Soldiers complete projects in Ethiopia
Army News Service
Release Date: 10/08/2003
By Sgt. Bradley Shaver
HURSO, Ethiopia (Army News Service, Oct. 8, 2003) -- A new school and clinic constructed on the Horn of Africa by U.S. Army troops marked the 100-year anniversary of diplomatic relations between the United States and Ethiopia.
A ribbon-cutting ceremony was held in Hurso, Ethiopia, Sept. 29 to celebrate the grand opening. The school and clinic, built by the Army's 463rd Engineer Battalion and 478th Civil Affairs Battalion (Special Operations), will be used to increase the health and education of the local community.
According to Ambassador Aurelia Brazeal, who is a career member of the U.S. Senior Foreign Service, this year marks an extraordinary anniversary for the entire American community in Ethiopia.
"The unique character of our relationship has helped to sustain it, and it has been strengthened over the years by a series of people-to-people contacts between Ethiopians and Americans who were able to rely on each other in times of need," said Brazeal. "It is extremely important to us that both of our nations continue to value and sustain a friendship that allows for this level of collaboration.
"I hope and believe that our friendship will last not only another 100 years, but thousands of years to come," she said.
The grand opening ceremony began with a speech from the President of Somali Regional State, Abdi Jibril Abubakar.
These civil-military humanitarian assistance projects will contribute to the development and well-being of the people of Hurso for a long-time to come, Abubakar said.
During the ceremony Brig. Gen.

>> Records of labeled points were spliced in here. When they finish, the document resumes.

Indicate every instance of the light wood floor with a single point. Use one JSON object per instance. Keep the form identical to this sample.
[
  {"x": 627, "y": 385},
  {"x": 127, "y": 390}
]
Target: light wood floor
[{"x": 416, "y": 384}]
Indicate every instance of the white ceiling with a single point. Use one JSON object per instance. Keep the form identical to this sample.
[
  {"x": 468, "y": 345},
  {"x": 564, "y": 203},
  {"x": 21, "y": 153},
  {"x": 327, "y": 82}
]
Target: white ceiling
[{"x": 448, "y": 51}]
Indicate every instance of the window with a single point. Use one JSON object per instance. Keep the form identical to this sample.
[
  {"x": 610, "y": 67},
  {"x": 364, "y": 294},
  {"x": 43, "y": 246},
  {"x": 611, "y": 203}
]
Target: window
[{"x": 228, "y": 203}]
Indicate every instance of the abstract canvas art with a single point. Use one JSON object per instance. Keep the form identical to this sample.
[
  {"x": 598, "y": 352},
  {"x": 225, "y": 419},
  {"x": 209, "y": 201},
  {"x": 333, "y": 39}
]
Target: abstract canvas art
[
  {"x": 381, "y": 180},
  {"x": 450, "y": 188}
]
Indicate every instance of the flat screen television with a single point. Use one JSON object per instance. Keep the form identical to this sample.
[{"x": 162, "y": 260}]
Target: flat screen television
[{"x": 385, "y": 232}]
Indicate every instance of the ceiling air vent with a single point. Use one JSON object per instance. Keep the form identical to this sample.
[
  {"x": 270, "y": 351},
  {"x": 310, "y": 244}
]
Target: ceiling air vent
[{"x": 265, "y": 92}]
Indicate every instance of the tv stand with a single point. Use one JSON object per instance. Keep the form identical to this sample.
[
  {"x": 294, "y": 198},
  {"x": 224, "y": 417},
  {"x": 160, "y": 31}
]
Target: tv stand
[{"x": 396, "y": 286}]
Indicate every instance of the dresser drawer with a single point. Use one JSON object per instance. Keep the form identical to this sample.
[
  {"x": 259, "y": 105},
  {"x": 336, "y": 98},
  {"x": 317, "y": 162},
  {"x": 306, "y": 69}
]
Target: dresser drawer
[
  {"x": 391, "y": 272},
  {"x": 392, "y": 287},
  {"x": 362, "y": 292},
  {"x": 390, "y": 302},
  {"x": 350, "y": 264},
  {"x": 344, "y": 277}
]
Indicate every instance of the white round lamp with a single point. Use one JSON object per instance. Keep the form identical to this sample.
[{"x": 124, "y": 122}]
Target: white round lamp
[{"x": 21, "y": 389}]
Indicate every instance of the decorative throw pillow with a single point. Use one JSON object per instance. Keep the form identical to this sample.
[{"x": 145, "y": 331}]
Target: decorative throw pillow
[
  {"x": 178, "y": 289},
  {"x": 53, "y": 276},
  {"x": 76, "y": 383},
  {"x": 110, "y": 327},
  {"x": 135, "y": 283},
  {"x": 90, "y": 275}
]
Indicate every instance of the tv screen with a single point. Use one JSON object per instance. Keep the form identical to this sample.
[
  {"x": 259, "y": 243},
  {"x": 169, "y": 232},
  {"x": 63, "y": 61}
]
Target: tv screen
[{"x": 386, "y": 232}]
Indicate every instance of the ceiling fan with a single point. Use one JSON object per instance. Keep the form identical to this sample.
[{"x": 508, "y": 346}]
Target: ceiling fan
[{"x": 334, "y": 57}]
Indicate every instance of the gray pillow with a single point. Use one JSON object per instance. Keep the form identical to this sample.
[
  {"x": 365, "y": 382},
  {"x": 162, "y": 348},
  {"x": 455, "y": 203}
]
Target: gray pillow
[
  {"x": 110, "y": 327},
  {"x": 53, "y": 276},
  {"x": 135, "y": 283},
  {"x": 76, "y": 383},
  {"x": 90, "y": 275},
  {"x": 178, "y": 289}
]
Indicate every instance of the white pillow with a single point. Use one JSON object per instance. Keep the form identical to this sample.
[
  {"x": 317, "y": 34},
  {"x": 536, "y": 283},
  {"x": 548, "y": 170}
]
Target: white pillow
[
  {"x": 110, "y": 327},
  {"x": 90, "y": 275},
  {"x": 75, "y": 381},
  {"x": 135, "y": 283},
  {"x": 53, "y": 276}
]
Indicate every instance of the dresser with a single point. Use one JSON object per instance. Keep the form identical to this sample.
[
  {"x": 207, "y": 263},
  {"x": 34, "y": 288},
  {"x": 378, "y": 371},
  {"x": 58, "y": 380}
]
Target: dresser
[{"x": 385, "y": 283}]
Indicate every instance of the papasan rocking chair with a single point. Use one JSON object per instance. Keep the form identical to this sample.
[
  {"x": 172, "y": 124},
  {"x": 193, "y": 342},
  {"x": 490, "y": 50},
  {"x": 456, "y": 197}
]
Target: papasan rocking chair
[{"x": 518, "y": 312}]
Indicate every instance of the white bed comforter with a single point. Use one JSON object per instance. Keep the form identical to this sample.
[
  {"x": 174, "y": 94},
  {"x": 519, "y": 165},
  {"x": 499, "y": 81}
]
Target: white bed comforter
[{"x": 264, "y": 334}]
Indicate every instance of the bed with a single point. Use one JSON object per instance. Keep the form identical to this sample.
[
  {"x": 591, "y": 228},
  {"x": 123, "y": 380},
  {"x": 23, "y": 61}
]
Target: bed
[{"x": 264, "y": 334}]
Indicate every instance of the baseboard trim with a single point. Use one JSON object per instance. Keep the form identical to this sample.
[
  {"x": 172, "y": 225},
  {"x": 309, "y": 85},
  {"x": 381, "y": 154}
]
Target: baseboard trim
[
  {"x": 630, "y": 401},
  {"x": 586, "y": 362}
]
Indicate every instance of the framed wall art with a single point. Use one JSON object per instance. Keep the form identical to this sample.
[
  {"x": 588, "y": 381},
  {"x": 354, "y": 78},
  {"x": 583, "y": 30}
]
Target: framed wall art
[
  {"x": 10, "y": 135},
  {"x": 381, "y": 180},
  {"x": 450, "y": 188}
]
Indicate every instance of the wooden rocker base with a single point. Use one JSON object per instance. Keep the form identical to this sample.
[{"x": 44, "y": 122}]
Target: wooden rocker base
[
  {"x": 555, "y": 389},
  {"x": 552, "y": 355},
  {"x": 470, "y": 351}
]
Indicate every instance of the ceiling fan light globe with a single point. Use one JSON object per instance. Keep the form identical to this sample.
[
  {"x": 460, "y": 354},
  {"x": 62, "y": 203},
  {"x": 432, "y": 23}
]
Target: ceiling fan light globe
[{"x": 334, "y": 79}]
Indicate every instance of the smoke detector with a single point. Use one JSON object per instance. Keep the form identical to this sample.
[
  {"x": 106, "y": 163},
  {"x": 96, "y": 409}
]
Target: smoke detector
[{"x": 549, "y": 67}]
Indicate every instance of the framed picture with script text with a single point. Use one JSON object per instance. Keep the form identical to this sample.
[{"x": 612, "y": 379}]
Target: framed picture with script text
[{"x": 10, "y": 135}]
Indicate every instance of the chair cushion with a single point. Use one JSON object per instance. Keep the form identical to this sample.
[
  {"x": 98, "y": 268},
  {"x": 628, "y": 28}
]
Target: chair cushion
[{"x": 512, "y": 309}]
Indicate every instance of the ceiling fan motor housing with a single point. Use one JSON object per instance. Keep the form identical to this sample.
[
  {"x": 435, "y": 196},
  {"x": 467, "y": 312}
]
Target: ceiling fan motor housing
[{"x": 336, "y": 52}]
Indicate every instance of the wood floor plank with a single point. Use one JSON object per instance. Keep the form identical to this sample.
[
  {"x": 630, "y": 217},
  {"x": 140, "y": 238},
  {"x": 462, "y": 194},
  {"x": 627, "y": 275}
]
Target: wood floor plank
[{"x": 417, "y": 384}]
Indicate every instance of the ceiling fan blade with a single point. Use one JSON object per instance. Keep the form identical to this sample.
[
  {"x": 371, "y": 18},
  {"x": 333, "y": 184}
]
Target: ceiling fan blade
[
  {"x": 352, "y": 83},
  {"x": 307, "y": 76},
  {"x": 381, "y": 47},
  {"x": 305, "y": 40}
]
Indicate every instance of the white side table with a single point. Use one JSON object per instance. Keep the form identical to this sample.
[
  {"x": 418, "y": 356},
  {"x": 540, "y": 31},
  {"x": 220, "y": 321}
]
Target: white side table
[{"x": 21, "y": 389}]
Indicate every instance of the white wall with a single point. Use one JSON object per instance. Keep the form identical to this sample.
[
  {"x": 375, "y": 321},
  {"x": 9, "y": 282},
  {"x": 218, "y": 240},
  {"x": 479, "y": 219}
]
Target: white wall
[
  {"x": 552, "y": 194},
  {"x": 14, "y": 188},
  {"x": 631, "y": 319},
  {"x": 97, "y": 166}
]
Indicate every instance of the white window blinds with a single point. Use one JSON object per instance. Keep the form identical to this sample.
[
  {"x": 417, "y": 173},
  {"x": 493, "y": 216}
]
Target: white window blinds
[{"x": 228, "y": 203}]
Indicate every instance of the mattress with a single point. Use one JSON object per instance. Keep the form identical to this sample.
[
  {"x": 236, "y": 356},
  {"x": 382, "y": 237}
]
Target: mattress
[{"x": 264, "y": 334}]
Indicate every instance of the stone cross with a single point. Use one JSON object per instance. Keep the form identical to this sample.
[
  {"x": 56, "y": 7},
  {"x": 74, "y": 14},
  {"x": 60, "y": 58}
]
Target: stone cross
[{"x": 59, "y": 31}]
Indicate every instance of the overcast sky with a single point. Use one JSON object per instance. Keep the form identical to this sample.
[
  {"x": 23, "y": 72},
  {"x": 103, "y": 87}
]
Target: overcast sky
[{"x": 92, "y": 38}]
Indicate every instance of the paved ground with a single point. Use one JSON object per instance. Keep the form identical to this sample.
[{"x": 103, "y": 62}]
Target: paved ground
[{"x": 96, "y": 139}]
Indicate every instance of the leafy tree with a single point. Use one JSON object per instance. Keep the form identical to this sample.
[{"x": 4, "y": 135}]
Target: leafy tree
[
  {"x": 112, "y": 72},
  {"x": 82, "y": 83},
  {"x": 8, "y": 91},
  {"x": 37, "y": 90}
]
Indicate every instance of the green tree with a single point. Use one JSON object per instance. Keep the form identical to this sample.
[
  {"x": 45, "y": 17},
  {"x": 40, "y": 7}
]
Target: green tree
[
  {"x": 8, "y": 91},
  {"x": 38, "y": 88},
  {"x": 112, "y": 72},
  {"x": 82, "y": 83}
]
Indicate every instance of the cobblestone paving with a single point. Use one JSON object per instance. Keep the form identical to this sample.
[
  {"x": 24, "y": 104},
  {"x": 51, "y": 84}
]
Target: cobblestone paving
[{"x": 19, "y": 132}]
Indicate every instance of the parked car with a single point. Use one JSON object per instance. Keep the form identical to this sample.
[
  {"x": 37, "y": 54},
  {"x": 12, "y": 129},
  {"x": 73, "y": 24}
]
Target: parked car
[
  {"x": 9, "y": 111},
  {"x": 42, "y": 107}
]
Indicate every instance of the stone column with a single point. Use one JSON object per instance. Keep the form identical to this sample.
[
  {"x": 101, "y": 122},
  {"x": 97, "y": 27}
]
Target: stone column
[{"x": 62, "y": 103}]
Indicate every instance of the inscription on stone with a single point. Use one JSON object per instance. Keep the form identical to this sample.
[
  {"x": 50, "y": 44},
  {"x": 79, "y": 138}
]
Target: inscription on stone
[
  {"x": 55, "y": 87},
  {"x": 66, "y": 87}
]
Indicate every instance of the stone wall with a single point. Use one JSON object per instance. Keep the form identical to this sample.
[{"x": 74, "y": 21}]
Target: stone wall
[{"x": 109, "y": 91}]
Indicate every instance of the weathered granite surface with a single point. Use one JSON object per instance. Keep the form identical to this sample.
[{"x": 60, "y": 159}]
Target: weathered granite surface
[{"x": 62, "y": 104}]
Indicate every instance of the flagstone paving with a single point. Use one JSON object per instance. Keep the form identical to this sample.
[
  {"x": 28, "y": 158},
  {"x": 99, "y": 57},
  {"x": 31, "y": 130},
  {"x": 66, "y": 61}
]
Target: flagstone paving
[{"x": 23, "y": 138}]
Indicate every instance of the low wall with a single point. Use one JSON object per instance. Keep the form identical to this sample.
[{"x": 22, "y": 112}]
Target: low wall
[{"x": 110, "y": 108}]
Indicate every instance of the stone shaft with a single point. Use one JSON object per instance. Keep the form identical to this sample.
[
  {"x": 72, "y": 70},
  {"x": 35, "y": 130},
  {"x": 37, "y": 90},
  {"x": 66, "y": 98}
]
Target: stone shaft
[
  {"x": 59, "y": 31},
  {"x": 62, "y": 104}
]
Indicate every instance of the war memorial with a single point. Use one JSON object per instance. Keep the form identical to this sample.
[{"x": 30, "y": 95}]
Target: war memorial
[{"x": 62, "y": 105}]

Willard Broadwater, the deputy commander of the Combined Joint Task Force - Horn of Africa addressed the local residents and guests, saying that by providing better education and health care, America can strengthen Ethiopian communities and help make them more prosperous, stable and peaceful.
"Here in Hurso, the governments of Ethiopia and the United States have worked together to fulfill a number of critical needs of the community," said Broadwater. "A newly refurbished school building that will provide for a better environment for the education of the children. A newly built and expanded clinic facility, where nurses and care providers will have a clean and improved place to provide health care services for the community.
"Additionally, our civil affairs team recently provided much-needed support to the Polio vaccination initiative in the surrounding area," he said.
Besides cooperation in combating terrorism, the American government is helping the Ethiopian country on various development efforts and in the fight against poverty.
"We believe the continuation of this cooperation is instrumental to the betterment of the living condition of our society," said Abubakar. "I would like to express my gratitude to the U.S. government, and hope that the assistance they provide us will continue."
From CJTF-HOA, medical and school supplies were donated for the new additions, as well as a tent for the local Women's Association, which will serve as a gathering place for the organization.
Local adults and children showed their support and appreciation to the service members with displays of singing and dancing.
Army Sgt. 1st Class Armando Martinez, civil affairs team sergeant, said "The three months I've spent in Hurso working on this project made my time in the Horn of Africa worthwhile. Our four-man team has built a special bond and friendship with the people of Hurso that will carry on throughout the rest of their lives as well as our own."
(Editor's note: Sgt. Bradly Shaver is a member of the CJTF-HOA Public Affairs Office.)